I received an inquiry from a friend for a project for his mom's kitchen. Basically she wants a large maple, end grain butcher block to cover a glass stove top that is recessed into the kitchen counters. The requested dimensions are roughly 2" x 25" x 37". The purpose is to have the block sit across the range that is 24" x 36". There would be about half an inch clearance between the bottom of the butcher block and the glass stove top.

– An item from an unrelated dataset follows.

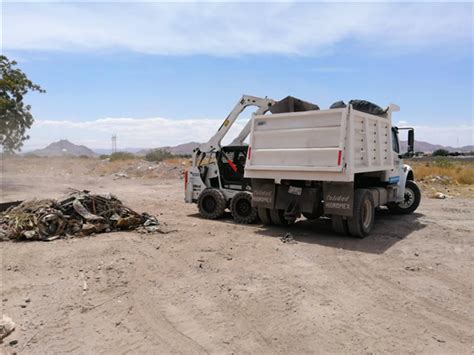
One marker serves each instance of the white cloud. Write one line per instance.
(131, 132)
(232, 28)
(157, 132)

I've never built a block this big before. It should weigh about 75lbs or so. at 2" thick, do you think there would be any sag that I would have to worry about across the middle? I think I would rather have the ends extend further onto the counter top for more stability.

Thanks!

Brian


----------



## 01ntrain (Jun 21, 2015)

I like your thinking about a bit more support…..perhaps 26×38? As far as sag goes….if glued up properly, you really shouldn't have any. Not at 2" thick. You might consider biscuits in your glue-ups if that worries you at all.


----------



## TheFridge (May 1, 2014)

pretty sure you should have any probs whatsoever. I made a 2 1/2" x 24" x 48" laminated workbench top that I've had zero problems with even throughout many days of 90-100 deg heat in my shop.


----------



## Weatherman (Sep 8, 2011)

Thanks guys. I'll have to do the glue up in smaller sections. I planned on using biscuits to help align the larger sections for glue up once they're ready. Heat index in Texas is at 110 and I work out of my garage. Even with Titebond 3 I won't have much working time.


----------



## rwe2156 (May 7, 2014)

Can it be in 2 pieces?

What the purpose in putting on top of stove. Just curious.


----------



## ddockstader (Jun 21, 2009)

My greater concern would be that those lovely, glass-topped range are very difficult to determine if you have turned them OFF! For some of them the only indication is a small red light in the center of each burner, a light that would be completely invisible under this butcher block. I think you've got a really great chance of not only warping the butcher block, but possibly setting it on fire. Certainly the glue joints may crack if heated inadvertently.


----------